Gareja, Monastery of St. John the Baptist, Murals of Small Church
Building: | Gareja, Monastery of St. John the Baptist, Small church |
Layer of the Murals: | One Layer |
Date/Period: | End of 10th century |
Donor(s): | Father Superior Ioane |
Painter(s): | Unknown |
Inscription(s)
of the Donor(s)
A vast inscription of a historical person on the right section of the composition of the Presentation on the north wall was almost completely destroyed in the 1980s: […]˜Ⴐ|[…]Ⴕ ˜Ⴋ|[…]˜ႭႬ | ႫႤႭ[-] | ႤႵႫႤႬ | ჂႭႥႠ|ႬႤ Ⴋ[Ⴀ]ႫႠ|ႱႠႾႪႨ|ႱႱႠ ႣႶ[…] (Zaza Skhirtladze, “Ioane mamasakhlisis saktitoro moghvatseoba garejis mtavalmt’is nat’limstsemlis monastershi” [“The Donor Activity of Father Superior Ioane at Natlismtsemeli Monastery in the Gareja Desert”], in Zaza Shirtladze ed., Desert Monasticism. Gareja and the Christian East [Proceedings of the Gareja Studies Centre: II] (Tbilisi, 2001), 146-7). The text had been preserved almost intact in 1913 and 1921; it was fully read by Ek’vt’ime T’aq’aishvili and Sargis Kakabadze; according to the copies made by them the text can be restored in the following way: The Presentation of Jesus Christ. Simeon, the God-receiver, intercede for Ioane, the governor on the Judgment Day.
of the Painter(s)
Description
Trace of plastering has survived on different sections of the interior; fragments of the painting can be observed in the chancel and the north wall of the hall.
Chancel
Only the central niche was painted in the chancel; the extant fragments allow us to presume that an image of the cross was represented in the niche.
Aisle
In the hall the painting on the north wall has survived relatively better. A three-figure composition of the Presentation is depicted under the eastern half of the suspended arch. A multi-line donor inscription was laid out on the right part of the composition (see above).

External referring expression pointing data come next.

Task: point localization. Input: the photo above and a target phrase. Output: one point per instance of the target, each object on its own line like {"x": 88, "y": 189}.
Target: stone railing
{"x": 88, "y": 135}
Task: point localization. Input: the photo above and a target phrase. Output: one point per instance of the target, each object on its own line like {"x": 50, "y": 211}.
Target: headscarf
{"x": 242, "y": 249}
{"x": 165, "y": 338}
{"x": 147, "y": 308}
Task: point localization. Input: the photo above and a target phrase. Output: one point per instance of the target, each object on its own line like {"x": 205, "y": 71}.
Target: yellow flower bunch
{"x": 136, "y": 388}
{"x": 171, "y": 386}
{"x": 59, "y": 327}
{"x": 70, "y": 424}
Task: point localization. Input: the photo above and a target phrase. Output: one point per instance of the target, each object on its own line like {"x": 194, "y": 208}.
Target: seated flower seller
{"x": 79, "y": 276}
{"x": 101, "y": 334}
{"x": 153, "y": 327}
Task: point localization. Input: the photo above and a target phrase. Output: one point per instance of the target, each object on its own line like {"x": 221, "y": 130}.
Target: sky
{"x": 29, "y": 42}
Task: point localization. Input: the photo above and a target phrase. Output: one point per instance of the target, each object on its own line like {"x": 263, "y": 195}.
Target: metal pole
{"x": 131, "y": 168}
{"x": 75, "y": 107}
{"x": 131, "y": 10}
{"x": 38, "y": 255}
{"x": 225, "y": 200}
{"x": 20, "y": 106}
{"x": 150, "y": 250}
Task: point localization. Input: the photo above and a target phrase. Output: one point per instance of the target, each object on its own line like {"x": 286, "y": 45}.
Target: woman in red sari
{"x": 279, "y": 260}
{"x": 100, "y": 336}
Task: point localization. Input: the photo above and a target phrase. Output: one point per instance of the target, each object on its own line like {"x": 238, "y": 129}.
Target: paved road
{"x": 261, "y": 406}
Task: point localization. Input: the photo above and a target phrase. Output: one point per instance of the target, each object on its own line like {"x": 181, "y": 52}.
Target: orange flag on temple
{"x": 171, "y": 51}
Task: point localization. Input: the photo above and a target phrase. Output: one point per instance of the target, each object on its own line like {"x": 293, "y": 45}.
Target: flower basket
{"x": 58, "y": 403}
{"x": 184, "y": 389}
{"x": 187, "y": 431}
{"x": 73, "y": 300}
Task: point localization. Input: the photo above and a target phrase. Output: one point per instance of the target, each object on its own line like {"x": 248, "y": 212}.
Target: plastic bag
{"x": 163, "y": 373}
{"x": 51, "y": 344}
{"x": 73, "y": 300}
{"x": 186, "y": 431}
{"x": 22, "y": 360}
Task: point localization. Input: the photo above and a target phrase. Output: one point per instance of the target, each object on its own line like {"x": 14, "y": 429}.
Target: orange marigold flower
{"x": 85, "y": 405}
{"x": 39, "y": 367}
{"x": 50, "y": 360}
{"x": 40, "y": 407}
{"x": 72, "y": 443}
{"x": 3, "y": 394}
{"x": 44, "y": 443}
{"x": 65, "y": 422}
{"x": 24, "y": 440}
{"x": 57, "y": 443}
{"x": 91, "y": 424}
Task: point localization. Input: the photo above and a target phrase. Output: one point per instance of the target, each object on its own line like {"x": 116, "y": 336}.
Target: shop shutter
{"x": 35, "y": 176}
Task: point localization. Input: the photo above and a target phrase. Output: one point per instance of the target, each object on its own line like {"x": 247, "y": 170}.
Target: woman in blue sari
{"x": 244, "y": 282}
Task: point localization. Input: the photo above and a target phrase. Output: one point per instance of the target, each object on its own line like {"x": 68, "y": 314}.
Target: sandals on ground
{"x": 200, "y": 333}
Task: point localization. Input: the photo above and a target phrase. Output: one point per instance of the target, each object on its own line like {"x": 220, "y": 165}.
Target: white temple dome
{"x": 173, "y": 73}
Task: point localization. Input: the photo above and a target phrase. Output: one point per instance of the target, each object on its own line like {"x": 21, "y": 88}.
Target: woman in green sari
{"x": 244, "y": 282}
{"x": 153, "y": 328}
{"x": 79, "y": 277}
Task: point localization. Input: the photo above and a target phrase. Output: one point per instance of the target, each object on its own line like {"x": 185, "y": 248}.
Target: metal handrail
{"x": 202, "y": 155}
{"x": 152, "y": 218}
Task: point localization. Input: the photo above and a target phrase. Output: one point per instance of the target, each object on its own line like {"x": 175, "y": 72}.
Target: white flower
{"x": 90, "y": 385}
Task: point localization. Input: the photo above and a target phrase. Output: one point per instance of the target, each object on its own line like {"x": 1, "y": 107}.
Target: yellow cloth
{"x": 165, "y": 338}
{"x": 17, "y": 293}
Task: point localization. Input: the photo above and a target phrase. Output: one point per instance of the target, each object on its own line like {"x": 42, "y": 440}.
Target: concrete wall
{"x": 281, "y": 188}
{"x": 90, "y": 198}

Like the pictorial icon, the three-figure composition depicted below the foot of the hanging arch is contained in a square framing. Only small fragments have survived, but it is still possible to identify a rather large frontal image in the center of the composition, as well as single figures flanking it and facing the central figure. The iconographic scheme of the composition demonstrates that a scene of the Raising of St. Conon by St. Simeon the Stylite must be represented on the mural: St. Simeon the Stylite in the center, flanked by St. Martha, the saint’s mother, and St. Conon – the closest disciple of the saint. Explanatory inscriptions – vertically Ⴑ|Ⴇ|Ⴋ|[-]|Ⴋ|Ⴇ|[-]|[-], and horizontally ႫႨ are made in the upper left-hand corner of the composition.
The scene of the Raising of St. Conon by St. Simeon the Stylite was re-painted later, in the 12th -13th cc., and an inscription was added to the previous explanatory one. It reads ([…]|Ⴀ ႫႭႾႳႺႤ|ႡႳ|Ⴊ|[…] – […] elderly […]).
Bibliography
Zaza Skhirtladze, “Ioane mamasakhlisis saktitoro moghvatseoba garejis mtavalmt’is nat’limstsemlis monastershi” [“The Donor Activity of Father Superior Ioane at Natlismtsemeli Monastery in the Gareja Desert”], in Zaza Shirtladze ed., Desert Monasticism. Gareja and the Christian East [Proceedings of the Gareja Studies Centre: II] (Tbilisi, 2001), 256–9.